One of the things I like most about Matt Yglesias’s blog is that he likes to use data. He has an interesting post up in which he makes the point that New York, Boston and DC schools all show much lower performance on standardized tests than the national average, but that if you only consider students eligible for subsidized lunches, then New York and Boston score almost the same as the national average for such students, while DC does much worse. He concludes that “once we control for demographics”, New York and Boston have school systems that are “doing fine”, while DC’s is failing.
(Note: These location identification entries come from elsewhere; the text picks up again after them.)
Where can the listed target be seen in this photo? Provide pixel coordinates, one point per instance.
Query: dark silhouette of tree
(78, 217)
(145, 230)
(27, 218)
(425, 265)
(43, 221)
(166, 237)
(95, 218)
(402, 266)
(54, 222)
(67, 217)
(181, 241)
Of course, an alternative conclusion is that if one simple adjustment for differing populations seems to lead to such a massive re-ordering of estimated school system performance, maybe there are other population differences that are also important in assessing performance. Maybe, in other words, the low-income populations of Boston, New York and DC vary from one another, and these differing test scores are not caused by differences in school practices, but instead by these population differences. We might have to start adding other “controls” into the analysis. This road eventually leads to the kind of sophisticated hierarchical modeling which probably reached its apotheosis almost 20 years ago with Chubb and Moe’s seminal analysis of school performance. This is, to put it mildly, quite a bit more involved than a single-factor adjustment using three data points. Even this analysis has been subjected to sustained methodological criticism. The phenomenon is too complex for us to determine causality with such techniques. This is why education research increasingly uses controlled experiments, analogous to clinical drug trials, to determine effectiveness of educational methods.
This post seems to me to be on solid ground when cautioning against drawing facile conclusions (that usually confirm pre-existing beliefs) from data, but is less convincing in establishing the relative performance of New York, Boston and DC public schools.